Andrea Fuso: Yes, of course. Let's start from one-carbon metabolism. It is a metabolic cycle, and I would say it is a quite underrated metabolic pathway, because people say that it has few reactions related to ATP, for example. So it's a very relevant metabolic pathway, but not so much studied. You may know it by other names, maybe homocysteine cycle or methionine cycle, depending on the sensor molecule one is interested in, but one-carbon metabolism is for sure the more the most neutral definition, and we can start describing it by methionine, which is an essential amino acid introduced by diet. Methionine is complexed with ATP to form SAMe, S-adenosyl-L-methionine, which is the methyl donor in all the so called transmethylation reactions, which means that SAMe gives its methyl group to a number of substrates, including DNA, RNA protein, lipids and so on. Besides being involved in other reactions, it's a precursor of nucleic acids, it's a precursor of neurotransmitters and so on.

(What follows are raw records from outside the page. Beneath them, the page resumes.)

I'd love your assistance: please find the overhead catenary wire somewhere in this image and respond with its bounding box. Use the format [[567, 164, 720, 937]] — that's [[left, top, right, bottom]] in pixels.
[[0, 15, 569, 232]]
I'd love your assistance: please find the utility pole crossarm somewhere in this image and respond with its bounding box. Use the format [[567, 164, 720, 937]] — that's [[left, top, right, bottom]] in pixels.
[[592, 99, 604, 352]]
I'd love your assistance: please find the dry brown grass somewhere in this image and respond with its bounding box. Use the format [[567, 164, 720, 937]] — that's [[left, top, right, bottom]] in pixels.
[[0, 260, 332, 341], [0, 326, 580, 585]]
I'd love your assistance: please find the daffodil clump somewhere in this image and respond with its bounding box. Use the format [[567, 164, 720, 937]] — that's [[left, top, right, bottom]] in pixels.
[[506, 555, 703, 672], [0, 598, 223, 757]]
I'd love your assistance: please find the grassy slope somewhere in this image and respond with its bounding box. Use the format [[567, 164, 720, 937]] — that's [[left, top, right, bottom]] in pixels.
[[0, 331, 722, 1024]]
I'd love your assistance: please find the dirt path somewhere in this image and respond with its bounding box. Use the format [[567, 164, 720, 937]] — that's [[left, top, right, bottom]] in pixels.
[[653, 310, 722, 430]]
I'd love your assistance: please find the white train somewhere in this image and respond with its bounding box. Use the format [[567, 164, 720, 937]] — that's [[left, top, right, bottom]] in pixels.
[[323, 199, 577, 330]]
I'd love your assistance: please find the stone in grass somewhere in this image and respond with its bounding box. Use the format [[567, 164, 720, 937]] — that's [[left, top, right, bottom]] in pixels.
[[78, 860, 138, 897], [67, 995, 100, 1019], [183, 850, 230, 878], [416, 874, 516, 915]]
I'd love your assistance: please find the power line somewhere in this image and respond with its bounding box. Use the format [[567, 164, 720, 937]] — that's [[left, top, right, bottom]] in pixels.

When transmethylation occurs, SAMe is transformed in S-Adenosyl-L-homocysteine, SAH, and SAH is an inhibitor of transmethylation, but SAH is rapidly hydrolyzed to homocysteine and adenosine in the reaction, which is the only reversible reaction. But in turn, homocysteine does not accumulate because it's rapidly scavenged by the urinary tract, for example, or it's transformed in the transsulfuration pathway in the end, leading to the formation of glutathione, which is one of the major antioxidant cells, and on the other side, is remethylated to methionine. So giving the methyl group by SAMe is the transmethylation reaction, the methylation to homocysteine to methionine is the remethylation. This is the metabolic cycle. And so the relationship between DNA methylation and carbon metabolism is the SAMe molecule, which can give this methyl group to many substrates, but in particular, it is known for DNA methylation.

DNA methylation is the first described and the most studied epigenetic modification. Epigenetics is the study of how a few changes, not mutation, but changes on the DNA chain can alter the expression of the genes, which means that epigenetic modification regulates how one gene is read, how one gene is transformed into mRNA: full, nothing, or half way.